From the beginning the International Campaign to Ban Landmines has defined itself as a flexible network of organizations that share common objectives. The campaign calls for an international ban on the use, production, stockpiling and transfer of antipersonnel landmines, for increased international resources for humanitarian mine clearance, and increased international resources for mine victim assistance programs.
In 1993 the Campaign Steering Committee consisting of the original six organizations was formalized, and the coordinator recognized. As dozens of national campaigns formed and hundreds of organizations joined the Campaign, the Steering Committee was expanded in 1996 and 1997 to reflect the growth and diversity of the Campaign.

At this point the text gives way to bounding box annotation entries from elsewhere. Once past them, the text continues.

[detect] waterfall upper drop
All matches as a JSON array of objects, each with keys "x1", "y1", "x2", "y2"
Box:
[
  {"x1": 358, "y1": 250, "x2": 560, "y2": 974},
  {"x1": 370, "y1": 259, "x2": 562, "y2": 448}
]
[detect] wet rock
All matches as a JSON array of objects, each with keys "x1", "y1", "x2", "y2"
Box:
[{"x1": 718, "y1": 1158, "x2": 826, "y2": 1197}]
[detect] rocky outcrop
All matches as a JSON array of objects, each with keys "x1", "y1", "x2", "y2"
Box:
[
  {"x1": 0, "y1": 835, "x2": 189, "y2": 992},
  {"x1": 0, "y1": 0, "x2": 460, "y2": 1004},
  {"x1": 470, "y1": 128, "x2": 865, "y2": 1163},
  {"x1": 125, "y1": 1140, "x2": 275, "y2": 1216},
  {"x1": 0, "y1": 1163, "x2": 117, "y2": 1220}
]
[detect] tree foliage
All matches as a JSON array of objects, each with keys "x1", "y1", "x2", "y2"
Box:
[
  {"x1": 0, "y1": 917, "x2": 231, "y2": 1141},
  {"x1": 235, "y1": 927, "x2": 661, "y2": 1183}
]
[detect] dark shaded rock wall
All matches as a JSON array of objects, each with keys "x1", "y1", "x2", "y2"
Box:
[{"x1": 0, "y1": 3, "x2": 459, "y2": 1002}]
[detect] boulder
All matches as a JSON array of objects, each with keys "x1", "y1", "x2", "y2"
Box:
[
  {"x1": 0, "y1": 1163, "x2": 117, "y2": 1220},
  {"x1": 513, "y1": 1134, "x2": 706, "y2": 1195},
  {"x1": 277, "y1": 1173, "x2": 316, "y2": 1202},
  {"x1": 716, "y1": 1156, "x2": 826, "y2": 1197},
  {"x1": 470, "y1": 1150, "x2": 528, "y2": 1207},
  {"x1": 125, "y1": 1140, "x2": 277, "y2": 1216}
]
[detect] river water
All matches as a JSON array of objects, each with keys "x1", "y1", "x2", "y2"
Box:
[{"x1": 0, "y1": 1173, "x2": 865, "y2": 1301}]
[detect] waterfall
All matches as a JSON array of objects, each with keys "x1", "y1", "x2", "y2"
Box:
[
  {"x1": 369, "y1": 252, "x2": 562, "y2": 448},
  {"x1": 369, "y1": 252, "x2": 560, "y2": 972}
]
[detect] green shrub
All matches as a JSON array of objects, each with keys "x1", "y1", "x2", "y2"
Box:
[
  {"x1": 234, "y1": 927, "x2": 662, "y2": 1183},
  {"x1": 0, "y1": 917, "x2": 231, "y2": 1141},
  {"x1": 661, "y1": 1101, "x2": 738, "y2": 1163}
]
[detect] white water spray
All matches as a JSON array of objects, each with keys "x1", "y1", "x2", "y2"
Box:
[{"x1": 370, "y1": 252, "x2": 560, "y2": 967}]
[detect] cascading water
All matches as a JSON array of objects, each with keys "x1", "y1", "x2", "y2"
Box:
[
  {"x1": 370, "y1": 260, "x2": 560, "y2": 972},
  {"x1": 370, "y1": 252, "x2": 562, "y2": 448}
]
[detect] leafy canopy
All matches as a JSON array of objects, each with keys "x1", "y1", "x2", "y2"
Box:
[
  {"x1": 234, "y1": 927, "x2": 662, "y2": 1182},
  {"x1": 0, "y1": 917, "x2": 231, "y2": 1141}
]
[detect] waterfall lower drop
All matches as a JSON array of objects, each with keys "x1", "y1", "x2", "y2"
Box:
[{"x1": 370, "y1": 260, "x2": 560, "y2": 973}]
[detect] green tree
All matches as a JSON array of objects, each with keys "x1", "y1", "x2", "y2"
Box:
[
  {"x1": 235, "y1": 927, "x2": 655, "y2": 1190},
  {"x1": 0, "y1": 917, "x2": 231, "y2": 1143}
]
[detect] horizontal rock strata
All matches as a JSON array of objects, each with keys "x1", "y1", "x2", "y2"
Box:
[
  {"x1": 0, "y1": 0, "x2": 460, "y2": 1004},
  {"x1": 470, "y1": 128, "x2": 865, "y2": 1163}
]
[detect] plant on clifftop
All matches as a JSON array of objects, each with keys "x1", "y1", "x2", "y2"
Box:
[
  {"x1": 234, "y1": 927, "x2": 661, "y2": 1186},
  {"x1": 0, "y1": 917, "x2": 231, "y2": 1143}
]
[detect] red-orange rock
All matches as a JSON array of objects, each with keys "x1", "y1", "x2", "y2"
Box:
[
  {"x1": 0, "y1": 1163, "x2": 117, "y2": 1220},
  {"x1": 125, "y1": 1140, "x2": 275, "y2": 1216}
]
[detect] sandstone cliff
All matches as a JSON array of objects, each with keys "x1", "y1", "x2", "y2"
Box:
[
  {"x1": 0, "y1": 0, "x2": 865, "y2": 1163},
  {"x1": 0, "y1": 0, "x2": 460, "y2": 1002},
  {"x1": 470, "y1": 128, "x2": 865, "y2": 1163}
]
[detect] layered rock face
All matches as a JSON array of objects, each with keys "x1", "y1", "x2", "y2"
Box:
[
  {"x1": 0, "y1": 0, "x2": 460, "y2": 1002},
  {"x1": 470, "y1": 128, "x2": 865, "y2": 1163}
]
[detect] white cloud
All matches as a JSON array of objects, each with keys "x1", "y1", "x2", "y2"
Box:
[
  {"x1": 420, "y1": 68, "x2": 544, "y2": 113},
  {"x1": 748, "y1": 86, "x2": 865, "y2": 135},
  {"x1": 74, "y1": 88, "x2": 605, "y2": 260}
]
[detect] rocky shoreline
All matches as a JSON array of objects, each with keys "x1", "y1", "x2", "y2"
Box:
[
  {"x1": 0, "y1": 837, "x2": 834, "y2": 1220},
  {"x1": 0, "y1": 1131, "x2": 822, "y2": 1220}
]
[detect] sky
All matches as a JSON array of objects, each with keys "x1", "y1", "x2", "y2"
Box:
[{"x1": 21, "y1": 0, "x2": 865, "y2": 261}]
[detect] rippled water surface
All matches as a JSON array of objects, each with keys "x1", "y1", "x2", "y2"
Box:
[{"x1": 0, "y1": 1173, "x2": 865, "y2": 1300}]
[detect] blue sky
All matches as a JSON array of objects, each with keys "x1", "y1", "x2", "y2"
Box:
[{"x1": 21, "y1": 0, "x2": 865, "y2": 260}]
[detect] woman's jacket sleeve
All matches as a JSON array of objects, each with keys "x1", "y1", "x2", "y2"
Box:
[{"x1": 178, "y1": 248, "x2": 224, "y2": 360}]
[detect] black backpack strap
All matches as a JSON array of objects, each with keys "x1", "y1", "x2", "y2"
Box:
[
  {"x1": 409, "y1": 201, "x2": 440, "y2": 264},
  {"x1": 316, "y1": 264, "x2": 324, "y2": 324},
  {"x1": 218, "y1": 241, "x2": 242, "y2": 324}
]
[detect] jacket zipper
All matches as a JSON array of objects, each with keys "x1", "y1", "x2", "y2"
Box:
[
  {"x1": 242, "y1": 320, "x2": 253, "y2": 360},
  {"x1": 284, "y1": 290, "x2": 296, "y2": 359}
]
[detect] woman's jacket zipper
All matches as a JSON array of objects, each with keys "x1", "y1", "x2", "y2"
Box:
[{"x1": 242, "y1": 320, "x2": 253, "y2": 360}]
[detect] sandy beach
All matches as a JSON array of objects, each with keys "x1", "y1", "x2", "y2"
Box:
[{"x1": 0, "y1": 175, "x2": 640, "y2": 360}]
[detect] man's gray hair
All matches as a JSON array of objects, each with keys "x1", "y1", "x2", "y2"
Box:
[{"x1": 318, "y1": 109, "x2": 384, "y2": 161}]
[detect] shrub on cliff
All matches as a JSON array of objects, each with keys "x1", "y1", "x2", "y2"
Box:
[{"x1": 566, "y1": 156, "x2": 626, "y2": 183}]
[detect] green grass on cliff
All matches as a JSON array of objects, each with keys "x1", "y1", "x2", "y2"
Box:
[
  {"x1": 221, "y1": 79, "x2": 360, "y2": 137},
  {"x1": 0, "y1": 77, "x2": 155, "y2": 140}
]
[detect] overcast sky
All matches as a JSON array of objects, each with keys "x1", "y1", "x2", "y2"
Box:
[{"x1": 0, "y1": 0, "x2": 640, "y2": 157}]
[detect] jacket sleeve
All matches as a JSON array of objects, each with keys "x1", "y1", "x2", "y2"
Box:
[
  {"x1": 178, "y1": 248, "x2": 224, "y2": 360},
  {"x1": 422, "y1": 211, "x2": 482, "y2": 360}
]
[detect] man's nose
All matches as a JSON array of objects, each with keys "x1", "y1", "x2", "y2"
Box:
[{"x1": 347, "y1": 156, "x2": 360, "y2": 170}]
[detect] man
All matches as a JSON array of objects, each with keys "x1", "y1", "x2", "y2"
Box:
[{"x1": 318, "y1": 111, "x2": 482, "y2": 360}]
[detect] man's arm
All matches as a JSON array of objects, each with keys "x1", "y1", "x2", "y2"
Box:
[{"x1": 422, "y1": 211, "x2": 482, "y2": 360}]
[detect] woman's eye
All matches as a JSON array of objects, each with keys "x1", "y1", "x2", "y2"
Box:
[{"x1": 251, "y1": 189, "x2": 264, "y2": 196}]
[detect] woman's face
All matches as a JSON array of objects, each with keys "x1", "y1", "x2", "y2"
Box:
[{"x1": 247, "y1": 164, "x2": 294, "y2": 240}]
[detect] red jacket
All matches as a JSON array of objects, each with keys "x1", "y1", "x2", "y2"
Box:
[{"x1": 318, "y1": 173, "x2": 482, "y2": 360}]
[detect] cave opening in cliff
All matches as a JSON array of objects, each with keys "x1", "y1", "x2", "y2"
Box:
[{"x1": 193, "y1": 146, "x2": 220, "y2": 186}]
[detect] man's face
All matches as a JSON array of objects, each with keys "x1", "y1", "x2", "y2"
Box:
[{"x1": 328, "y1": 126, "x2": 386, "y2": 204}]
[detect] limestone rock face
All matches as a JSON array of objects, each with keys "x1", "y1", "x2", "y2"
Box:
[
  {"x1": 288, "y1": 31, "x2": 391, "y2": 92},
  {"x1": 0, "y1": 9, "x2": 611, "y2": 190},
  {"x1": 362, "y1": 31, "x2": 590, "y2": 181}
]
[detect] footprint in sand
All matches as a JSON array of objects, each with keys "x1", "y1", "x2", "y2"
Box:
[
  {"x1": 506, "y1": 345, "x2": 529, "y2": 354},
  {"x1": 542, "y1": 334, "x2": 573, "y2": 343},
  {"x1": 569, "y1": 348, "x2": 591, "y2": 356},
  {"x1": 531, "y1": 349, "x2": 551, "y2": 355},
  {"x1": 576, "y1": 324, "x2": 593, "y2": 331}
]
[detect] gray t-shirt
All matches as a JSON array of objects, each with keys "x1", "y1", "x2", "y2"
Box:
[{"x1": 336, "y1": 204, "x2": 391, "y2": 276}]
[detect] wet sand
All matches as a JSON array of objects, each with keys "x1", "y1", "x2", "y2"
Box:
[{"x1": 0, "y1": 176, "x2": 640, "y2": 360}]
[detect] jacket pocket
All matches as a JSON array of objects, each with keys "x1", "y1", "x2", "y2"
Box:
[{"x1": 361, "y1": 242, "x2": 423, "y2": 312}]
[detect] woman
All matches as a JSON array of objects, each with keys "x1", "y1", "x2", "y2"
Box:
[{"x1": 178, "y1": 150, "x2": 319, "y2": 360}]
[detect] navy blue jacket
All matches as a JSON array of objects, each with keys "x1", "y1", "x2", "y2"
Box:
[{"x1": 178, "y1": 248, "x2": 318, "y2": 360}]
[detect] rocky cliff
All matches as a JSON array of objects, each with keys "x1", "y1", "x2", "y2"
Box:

New members included the Afghan Campaign to Ban Landmines, Cambodia Campaign to Ban Landmines, Kenyan Coalition Against Landmines, Rädda Barnen, and South African Campaign to Ban Landmines.
Today, this network represents over 1,000 human rights, humanitarian, children’s, peace, veteran’s, medical, development, arms control, religious, environmental, and women’s groups in over 60 countries. These groups work locally, nationally, and internationally to ban antipersonnel landmines. ICBL was an important force behind the convention to ban antipersonel landmines signed in Ottawa in December 1997 by more than 120 countries. In 1997 the ICBL and its coordinator Jody Williams received the Nobel Peace Prize.